One of the unexpected bonuses of coming to work at the Department of Science Dynamics at the University of Amsterdam was ending up in a room next to Loet (together with Ad Prins). We could regularly hear the enthusiasm with which Loet shared his evolving ideas over the phone and in person. And sitting in the room next door made it much easier to bump into each other and recognize unexpected possibilities for collaboration and co-authoring. Loet certainly has proven to be one of the most inspiring and prolific co-authors of our field.
So it was that I experienced his enthusiasm in person while writing my first article with Loet. The study was on the Price Index, an exercise in auto-scientometricism. Loet was not only adept in complex selforganizational theories, but was also proficient in programming in dBase III. Together we sorted out a routine to find out whether or not the field of bibliometrics was a “hard science” according to its own bibliometric index for scientific “hardness” (often equated with objectivity). (Of course I hoped that it proved that bibliometrics was paradoxically a soft science.) On the university 286 computer, the set of programs we had concocted took an inordinate amount of time and even on my personal brand new 386 SX workstation at home, the analysis took days to complete. I fondly remember the tricks I learned from Loet about the correct way to get the data out of the Citation Index (it was not yet web based), clean it, and program the analysis. It gave me a boost to further develop my skills, although Loet did not share my eagerness to later shift to Perl and later again to Python. He thought (wisely perhaps) that Visual Basic should be enough to program conceptual puzzles about self-organization and dBase III was good enough for data analysis.

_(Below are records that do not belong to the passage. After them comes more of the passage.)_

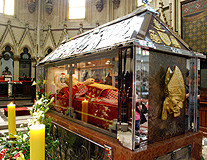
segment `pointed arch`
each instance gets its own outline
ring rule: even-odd
[[[44,56],[46,57],[48,54],[50,54],[53,51],[52,47],[48,46],[47,49],[44,51]]]

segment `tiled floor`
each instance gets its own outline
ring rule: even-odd
[[[29,107],[31,108],[31,107]],[[31,116],[17,116],[16,119],[17,119],[17,124],[23,124],[23,123],[27,123],[28,122],[28,119],[30,119]],[[4,109],[3,108],[0,108],[0,132],[1,131],[4,131],[5,132],[5,128],[4,129],[1,129],[1,126],[8,124],[8,119],[7,117],[4,115]],[[142,130],[145,130],[146,126],[143,125],[141,126],[141,129]],[[205,145],[204,145],[205,144]],[[204,141],[203,139],[203,150],[202,150],[202,155],[204,157],[205,160],[207,160],[207,138],[206,140]]]

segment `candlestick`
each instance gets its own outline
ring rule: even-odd
[[[82,116],[81,116],[81,120],[84,122],[88,122],[88,101],[85,99],[84,101],[82,101]]]
[[[30,160],[45,160],[45,125],[30,127]]]
[[[7,105],[8,109],[8,128],[9,128],[9,138],[15,138],[14,136],[10,135],[16,135],[16,110],[15,110],[15,104],[10,103]]]

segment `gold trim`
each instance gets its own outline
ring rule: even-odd
[[[180,44],[178,43],[178,41],[175,39],[175,37],[170,36],[170,39],[172,41],[172,44],[175,46],[175,48],[181,48]]]
[[[156,19],[153,20],[153,23],[154,23],[154,25],[155,25],[154,28],[155,28],[156,30],[165,32],[165,30],[162,29],[161,24],[160,24]]]
[[[149,30],[149,34],[152,41],[154,41],[155,43],[162,43],[161,39],[155,31]]]
[[[160,31],[157,31],[160,38],[162,39],[162,41],[166,44],[166,45],[171,45],[171,41],[170,41],[170,38],[168,37],[168,35],[166,33],[163,33],[163,32],[160,32]]]

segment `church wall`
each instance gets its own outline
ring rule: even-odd
[[[162,12],[161,18],[178,33],[180,33],[180,20],[175,12],[180,1],[162,0],[162,7],[161,0],[152,0],[150,4]],[[52,2],[52,5],[48,5],[48,2]],[[9,45],[15,61],[19,61],[23,48],[27,47],[32,59],[31,77],[34,78],[34,64],[47,54],[49,48],[54,50],[58,47],[66,36],[71,38],[131,13],[136,8],[137,0],[87,0],[86,18],[69,20],[68,0],[16,0],[14,16],[0,14],[0,52],[2,53],[5,46]],[[176,16],[178,21],[175,22],[173,19]],[[18,67],[15,66],[16,74],[19,71]],[[14,79],[18,80],[18,75],[15,77]]]

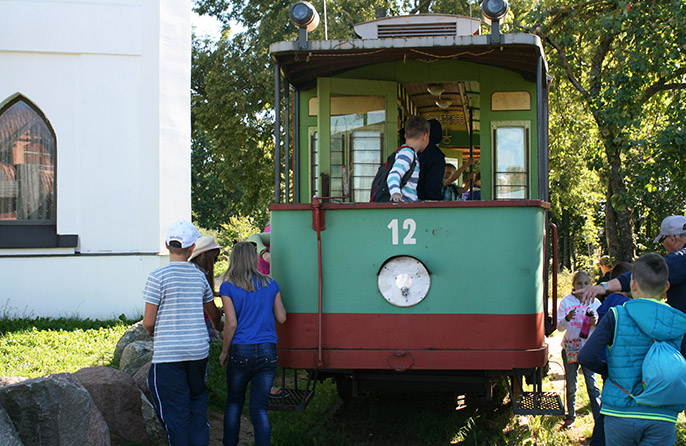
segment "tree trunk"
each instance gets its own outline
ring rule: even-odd
[[[625,197],[626,185],[622,177],[621,150],[612,145],[605,146],[610,167],[607,180],[607,201],[605,204],[605,236],[610,256],[615,262],[631,262],[634,259],[633,224],[631,213],[625,205],[612,204],[612,196]]]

Not many people have been able to combine a fondness for technical data analysis with information theoretical approaches with reflexive sociology and philosophy. The wide range of sources that Loet was able to synthesize in his writing still baffles me. I once quipped that he could write faster than I could read, and if we require that reading involves understanding, this was not only a joke. For example, I am now still reading his last book, since this synthesizes most of his work and it also makes clear that for Loet developing a social theory that enables measurement, puts communication (rather than people) central and takes into account the reflexive nature of communication about communication was the central goal. Putting this on the intellectual agenda the way he has done is already an impressive feat. Making it work like he did even more so.
For me, Loet was a true magician mixing theory, method, and data with an unbeatable sense for interesting questions.